Trends and Outcomes of Transcatheter Aortic Valve Replacement in Patients With Chronic Kidney Disease and Dialysis: Insights From the Nationwide Inpatient Sample (2016–2023)

Culp Ballroom 316

Background Transcatheter aortic valve replacement (TAVR) has become a first-line therapy for severe aortic stenosis across all surgical risk categories. However, patients with advanced chronic kidney disease (CKD) and dialysis dependence remain underrepresented in randomized controlled trials and face disproportionately high procedural risk. Understanding trends and outcomes of TAVR in these populations is critical for guiding clinical decision-making. Methods Retrospective cohort study was performed using Nationwide Inpatient Sample (01/2016–12/2023) data. Adults undergoing TAVR were identified using ICD-10-PCS procedure codes. CKD staging and dialysis dependence were classified using ICD-10 diagnostic codes. Patients were stratified into three groups: no CKD, CKD stage 3–4, and dialysis dependence. Primary outcome was in-hospital mortality. Secondary outcomes included acute kidney injury (AKI), vascular complications, length of stay (LOS), and hospitalization costs. Trends in TAVR volume by CKD status were also evaluated. Multivariable logistic regression was used to adjust for age, sex, comorbidities, hospital teaching status, and procedural volume. Results Of 312,482 TAVR procedures, 22.7% were performed in patients with CKD stage 3–4 and 6.3% in dialysis-dependent patients. In-hospital mortality was significantly higher in dialysis patients (7.8%) compared with CKD stage 3–4 (3.2%) and patients without CKD (1.5%) (p<0.001).
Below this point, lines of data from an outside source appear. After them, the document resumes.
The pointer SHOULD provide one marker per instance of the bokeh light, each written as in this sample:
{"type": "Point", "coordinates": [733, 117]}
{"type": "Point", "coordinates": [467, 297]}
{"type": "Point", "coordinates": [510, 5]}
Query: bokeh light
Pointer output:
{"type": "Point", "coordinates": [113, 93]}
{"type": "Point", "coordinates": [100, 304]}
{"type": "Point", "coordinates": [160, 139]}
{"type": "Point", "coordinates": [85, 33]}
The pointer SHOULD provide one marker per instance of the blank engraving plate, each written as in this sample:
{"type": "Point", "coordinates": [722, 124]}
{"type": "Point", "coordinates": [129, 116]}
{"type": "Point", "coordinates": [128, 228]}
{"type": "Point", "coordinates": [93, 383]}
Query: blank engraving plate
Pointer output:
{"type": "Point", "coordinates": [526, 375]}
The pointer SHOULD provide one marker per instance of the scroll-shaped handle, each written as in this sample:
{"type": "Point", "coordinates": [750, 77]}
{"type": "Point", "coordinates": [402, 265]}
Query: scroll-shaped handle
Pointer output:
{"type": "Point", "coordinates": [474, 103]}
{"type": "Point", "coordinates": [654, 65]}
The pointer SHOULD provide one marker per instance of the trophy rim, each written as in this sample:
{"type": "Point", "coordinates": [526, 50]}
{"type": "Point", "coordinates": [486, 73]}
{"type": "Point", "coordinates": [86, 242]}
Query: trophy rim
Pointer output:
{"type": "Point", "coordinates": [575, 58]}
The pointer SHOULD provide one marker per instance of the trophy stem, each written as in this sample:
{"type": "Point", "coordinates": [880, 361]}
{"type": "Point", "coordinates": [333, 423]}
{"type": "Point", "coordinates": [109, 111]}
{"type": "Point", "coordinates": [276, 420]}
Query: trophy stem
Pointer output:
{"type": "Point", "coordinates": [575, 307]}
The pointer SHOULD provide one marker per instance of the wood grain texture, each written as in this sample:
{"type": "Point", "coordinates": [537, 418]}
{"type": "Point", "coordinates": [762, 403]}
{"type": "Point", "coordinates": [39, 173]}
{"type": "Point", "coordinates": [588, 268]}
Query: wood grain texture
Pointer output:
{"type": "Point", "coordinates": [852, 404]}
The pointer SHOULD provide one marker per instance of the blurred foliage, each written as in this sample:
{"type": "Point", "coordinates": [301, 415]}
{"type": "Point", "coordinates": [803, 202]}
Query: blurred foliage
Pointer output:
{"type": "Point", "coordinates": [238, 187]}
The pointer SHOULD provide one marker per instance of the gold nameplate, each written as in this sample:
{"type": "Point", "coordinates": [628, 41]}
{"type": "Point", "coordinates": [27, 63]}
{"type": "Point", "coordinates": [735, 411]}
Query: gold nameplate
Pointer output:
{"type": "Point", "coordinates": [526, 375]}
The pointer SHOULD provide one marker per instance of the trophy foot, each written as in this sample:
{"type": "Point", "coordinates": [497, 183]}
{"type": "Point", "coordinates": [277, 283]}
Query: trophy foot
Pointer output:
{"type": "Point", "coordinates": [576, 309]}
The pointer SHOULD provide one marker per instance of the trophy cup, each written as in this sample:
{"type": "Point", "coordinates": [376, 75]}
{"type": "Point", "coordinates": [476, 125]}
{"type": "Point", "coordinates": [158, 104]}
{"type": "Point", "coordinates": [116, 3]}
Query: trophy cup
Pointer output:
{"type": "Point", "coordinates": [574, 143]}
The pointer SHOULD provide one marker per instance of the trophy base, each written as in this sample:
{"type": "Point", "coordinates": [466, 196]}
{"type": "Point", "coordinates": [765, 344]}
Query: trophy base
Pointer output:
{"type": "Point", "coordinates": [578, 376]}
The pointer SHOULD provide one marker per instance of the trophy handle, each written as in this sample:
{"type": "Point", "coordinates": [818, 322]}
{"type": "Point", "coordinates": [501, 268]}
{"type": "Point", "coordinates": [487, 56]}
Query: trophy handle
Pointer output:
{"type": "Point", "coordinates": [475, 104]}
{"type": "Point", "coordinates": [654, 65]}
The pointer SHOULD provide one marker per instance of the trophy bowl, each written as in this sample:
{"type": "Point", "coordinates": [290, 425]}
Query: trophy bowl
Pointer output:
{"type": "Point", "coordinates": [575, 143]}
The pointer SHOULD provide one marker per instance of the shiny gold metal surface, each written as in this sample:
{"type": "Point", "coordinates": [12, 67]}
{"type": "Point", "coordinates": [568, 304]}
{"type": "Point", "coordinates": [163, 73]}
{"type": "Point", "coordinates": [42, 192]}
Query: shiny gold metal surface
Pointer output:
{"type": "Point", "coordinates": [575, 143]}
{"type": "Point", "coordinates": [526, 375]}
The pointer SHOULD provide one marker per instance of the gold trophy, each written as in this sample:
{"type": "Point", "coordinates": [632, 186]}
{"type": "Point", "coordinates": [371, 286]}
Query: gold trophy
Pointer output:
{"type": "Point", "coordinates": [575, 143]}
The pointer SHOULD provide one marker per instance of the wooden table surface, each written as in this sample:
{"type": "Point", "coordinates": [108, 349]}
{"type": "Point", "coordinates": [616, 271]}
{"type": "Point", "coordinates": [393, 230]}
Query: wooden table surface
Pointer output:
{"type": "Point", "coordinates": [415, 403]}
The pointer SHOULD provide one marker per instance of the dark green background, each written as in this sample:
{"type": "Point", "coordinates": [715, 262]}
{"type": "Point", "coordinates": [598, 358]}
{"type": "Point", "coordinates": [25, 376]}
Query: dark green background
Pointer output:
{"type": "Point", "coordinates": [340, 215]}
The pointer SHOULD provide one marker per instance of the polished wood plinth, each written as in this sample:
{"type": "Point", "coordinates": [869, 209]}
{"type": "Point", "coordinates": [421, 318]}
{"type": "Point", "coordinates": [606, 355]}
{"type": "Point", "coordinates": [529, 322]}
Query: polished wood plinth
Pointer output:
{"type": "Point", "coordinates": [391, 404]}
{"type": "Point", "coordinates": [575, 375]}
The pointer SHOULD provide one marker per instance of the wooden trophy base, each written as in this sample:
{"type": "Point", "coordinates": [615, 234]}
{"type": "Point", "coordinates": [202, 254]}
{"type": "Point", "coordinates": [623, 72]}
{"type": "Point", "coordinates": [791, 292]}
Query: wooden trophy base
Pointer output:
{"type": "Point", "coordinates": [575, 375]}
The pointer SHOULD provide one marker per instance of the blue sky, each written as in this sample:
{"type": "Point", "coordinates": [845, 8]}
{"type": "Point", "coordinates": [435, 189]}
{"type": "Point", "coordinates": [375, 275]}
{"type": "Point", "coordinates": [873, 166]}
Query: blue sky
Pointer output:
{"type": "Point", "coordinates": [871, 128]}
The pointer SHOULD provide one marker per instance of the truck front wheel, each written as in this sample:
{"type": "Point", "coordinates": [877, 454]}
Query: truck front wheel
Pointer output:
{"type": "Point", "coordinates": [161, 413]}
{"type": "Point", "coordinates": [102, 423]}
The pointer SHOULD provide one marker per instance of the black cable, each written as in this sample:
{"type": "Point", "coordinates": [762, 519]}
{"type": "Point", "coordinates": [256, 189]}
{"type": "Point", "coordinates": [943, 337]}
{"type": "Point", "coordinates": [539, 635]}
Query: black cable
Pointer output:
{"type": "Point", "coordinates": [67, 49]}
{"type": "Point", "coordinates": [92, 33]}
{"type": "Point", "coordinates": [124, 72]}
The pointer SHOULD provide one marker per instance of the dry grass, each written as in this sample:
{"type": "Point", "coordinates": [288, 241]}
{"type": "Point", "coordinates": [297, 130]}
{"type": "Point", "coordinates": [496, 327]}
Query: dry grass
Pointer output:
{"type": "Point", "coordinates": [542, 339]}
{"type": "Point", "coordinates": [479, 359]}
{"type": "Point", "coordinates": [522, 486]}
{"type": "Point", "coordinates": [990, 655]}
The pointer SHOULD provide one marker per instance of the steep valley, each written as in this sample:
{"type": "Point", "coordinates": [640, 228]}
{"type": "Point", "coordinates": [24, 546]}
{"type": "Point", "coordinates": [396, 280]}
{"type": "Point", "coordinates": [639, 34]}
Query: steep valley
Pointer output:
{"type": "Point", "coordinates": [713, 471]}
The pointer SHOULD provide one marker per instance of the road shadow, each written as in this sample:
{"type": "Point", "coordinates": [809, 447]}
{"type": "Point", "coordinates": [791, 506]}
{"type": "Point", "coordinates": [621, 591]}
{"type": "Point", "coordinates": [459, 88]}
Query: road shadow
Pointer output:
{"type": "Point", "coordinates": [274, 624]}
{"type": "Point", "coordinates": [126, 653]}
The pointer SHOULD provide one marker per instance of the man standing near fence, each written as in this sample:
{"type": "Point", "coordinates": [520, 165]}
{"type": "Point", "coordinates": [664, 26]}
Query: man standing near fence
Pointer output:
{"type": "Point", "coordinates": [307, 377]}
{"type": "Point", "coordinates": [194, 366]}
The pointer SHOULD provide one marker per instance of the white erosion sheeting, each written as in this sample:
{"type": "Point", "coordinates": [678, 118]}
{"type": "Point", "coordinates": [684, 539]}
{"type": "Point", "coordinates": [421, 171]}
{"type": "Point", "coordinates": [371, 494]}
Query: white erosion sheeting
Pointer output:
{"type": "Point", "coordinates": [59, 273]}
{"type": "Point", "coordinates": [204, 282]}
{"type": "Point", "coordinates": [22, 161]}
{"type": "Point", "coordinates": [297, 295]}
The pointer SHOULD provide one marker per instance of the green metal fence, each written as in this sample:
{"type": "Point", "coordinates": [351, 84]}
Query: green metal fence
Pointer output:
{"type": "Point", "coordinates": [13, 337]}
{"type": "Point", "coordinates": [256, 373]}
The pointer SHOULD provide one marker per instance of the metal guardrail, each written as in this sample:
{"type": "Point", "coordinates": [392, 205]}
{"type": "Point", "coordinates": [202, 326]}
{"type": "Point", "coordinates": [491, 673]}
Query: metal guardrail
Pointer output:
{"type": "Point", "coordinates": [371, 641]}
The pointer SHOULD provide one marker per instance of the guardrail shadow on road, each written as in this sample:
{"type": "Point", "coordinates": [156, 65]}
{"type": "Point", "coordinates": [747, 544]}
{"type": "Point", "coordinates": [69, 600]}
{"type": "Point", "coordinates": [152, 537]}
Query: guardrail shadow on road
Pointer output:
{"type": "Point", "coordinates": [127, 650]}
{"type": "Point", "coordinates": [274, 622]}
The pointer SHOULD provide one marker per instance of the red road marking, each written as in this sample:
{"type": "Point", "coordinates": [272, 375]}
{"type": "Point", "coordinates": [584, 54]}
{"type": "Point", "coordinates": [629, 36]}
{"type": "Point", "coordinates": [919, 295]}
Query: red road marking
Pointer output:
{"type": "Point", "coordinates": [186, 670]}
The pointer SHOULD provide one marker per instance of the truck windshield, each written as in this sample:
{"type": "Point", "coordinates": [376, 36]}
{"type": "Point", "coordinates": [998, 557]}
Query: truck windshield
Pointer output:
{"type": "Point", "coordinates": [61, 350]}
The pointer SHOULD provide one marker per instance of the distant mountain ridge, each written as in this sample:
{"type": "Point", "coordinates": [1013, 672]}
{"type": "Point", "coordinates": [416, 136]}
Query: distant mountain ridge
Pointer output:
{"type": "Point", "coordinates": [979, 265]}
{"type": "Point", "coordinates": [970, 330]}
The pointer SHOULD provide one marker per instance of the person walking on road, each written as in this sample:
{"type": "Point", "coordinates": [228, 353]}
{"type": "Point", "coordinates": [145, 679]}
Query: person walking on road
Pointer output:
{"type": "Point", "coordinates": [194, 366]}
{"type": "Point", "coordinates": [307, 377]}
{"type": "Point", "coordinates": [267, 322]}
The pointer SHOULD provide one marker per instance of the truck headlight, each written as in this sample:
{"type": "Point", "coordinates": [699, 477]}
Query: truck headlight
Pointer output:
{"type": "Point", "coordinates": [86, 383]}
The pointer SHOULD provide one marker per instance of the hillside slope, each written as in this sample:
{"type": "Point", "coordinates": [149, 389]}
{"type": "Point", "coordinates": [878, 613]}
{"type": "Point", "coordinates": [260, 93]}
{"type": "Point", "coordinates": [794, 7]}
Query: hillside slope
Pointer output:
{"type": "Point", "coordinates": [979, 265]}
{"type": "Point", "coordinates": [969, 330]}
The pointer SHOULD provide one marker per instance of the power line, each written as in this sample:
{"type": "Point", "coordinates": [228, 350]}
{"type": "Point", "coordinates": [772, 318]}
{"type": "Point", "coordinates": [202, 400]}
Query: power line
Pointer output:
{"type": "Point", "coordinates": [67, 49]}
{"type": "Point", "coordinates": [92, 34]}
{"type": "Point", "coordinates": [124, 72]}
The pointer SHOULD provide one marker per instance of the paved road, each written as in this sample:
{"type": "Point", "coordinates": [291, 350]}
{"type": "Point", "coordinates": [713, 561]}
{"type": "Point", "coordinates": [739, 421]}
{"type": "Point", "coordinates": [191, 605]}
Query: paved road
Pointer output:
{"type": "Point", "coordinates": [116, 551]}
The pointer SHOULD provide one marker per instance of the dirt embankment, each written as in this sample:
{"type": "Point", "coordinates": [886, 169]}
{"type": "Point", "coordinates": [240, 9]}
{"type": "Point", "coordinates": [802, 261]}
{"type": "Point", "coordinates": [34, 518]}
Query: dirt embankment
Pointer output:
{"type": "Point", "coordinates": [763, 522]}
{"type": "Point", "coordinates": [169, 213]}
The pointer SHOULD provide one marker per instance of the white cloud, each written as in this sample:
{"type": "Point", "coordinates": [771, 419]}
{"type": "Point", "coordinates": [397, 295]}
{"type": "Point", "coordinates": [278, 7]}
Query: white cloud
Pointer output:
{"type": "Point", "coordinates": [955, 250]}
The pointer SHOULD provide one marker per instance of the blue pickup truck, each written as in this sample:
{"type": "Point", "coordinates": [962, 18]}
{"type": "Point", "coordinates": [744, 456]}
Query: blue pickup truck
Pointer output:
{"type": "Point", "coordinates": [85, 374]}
AKI rates increased progressively with worsening renal function (4.0%, 9.5%, and 15.2%, respectively; p<0.001). Dialysis patients had longer mean LOS (5.6±2.4 days) compared with CKD stage 3–4 (3.4±1.7 days) and patients without CKD (2.5±1.1 days), along with significantly higher hospitalization costs (p<0.001). Multivariable analysis confirmed dialysis dependence remained independently associated with higher mortality ([aOR] 3.2; 95% CI, 2.8–3.7) and procedural complications. Conclusion Patients with advanced CKD and dialysis dependence undergoing TAVR experience significantly higher mortality, AKI, and LOS compared to patients without kidney disease. These findings emphasize the need for individualized procedural planning, peri-procedural optimization, and risk mitigation strategies to improve outcomes.